The minister’s proposal is that, at 11, each child would transfer to its nearest neighbourhood school whether a grammar or secondary modern. There would be no selection and each school’s intake would be ‘all ability’ as in the comprehensive system.
At age 14, the child’s parents would elect if it would remain at that school, or move to a school more suited to its abilities. The basis of assessment for such election remains unclear, but the consequences can be imagined.
For example, a child of modest ability from a middle-class suburban home goes to his or her nearest neighbourhood school which is a grammar. At age 14, its parents elect that it will remain there since it is close, discipline is good and they find it socially acceptable.
Their position is, in parental terms, understandable. In an inner-city secondary modern with an indifferent record, the parents of an exceedingly bright child from a public housing estate find it impossible to get a place in a school that will maximise its abilities due to ‘desk blocking’.
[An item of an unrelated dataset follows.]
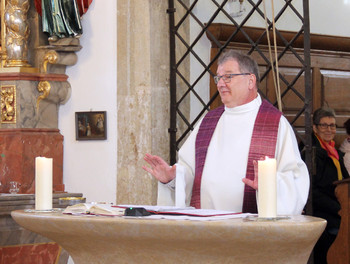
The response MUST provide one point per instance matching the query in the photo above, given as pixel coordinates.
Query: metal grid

The problems that have plagued the comprehensive system will be repeated in Northern Ireland and upward social mobility from lower income group children will plummet. Money, postcode and coaching will replace merit and ability as the basis for selection.
The real objection to elective transfer at 14 is the fact that since every ‘neighbourhood’ school will have to take an unselected ‘all-ability intake’ it will become, by definition, a comprehensive school.
In effect, the grammar school system based on selected pupils will be permanently destroyed; hardly the material for an acceptable consensual compromise!
Over the years, I have been grateful to the Belfast Telegraph for publishing a series of detailed articles on various aspects of education. The contents of this article are, to a degree, critical of the Sit Down, Sort It Out campaign and the consensus principle upon which it moves. In these circumstances, and as United Kingdom Chairman of the National Grammar Schools Association, I offer my sincere thanks to the editor for permitting me to restore, in my view, a degree of balance to the debate.
Consensus is not in every circumstance possible for, as Winston Churchill once remarked, “Where is the point of compromise between the fireman and the arsonist”, or in the circumstances of this debate, between those who seek to preserve the demonstrably excellent and those who seek to destroy it.